When the 2016 drought in Maharashtra attracted nationwide attention, Mayank Gandhi decided to do his part in making the lives of the farmers better. Armed with water tankers, he decided to visit villages in Marathwada and offer them water for their own utilization, and for their crops.

However, he understood that water tankers were just a temporary solution to a systemic problem, and unless the villagers were provided with more permanent solutions, the drought, famine, and suicides would continue.

This led to the start of the Global Parli movement, a rural transformation mission aiming to provide every farmer in India with a minimum earning of Rs. 1 lakh per acre per anum.

In 2018, Mayank Gandhi co-authored Aap and Down, his account of his journey and experiences as a part of the Aam Aadmi Party.

AAP And Down

AAP & Down is an in-depth account of the emergence and sudden unspooling of one of India’s most closely watched parties.

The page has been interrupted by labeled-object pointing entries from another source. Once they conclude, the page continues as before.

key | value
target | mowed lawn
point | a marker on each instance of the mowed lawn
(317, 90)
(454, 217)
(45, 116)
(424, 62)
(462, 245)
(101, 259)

The story of AAP is one of troughs and crests. After capturing the imagination of over a billion Indians, and winning a landslide victory in the 2015 Delhi elections, a seemingly indestructible party began to dangerously teeter. What just happened? How did a party—born of the idealistic India Against Corruption (IAC) movement—get ravaged by in-fighting and accusations of wrongdoing? What provoked the abrupt ouster of two party veterans, Yogendra Yadav and Prashant Bhushan? What accounted for the wave of ignoble defeats across not just Punjab and Goa but also AAP’s own home, Delhi?

Here is a book that reveals all—from the clashes and intrigues that beset the IAC movement to the goings-on during the closed-door meetings of AAP. But beyond chronicling events, thus far undisclosed, AAP & Down analyzes the dispositions of the leaders who had once promised a better India—from a volatile Anna Hazare to an autocratic Arvind Kejriwal—to highlight how the party’s undoing was linked to the flaws of its leading men.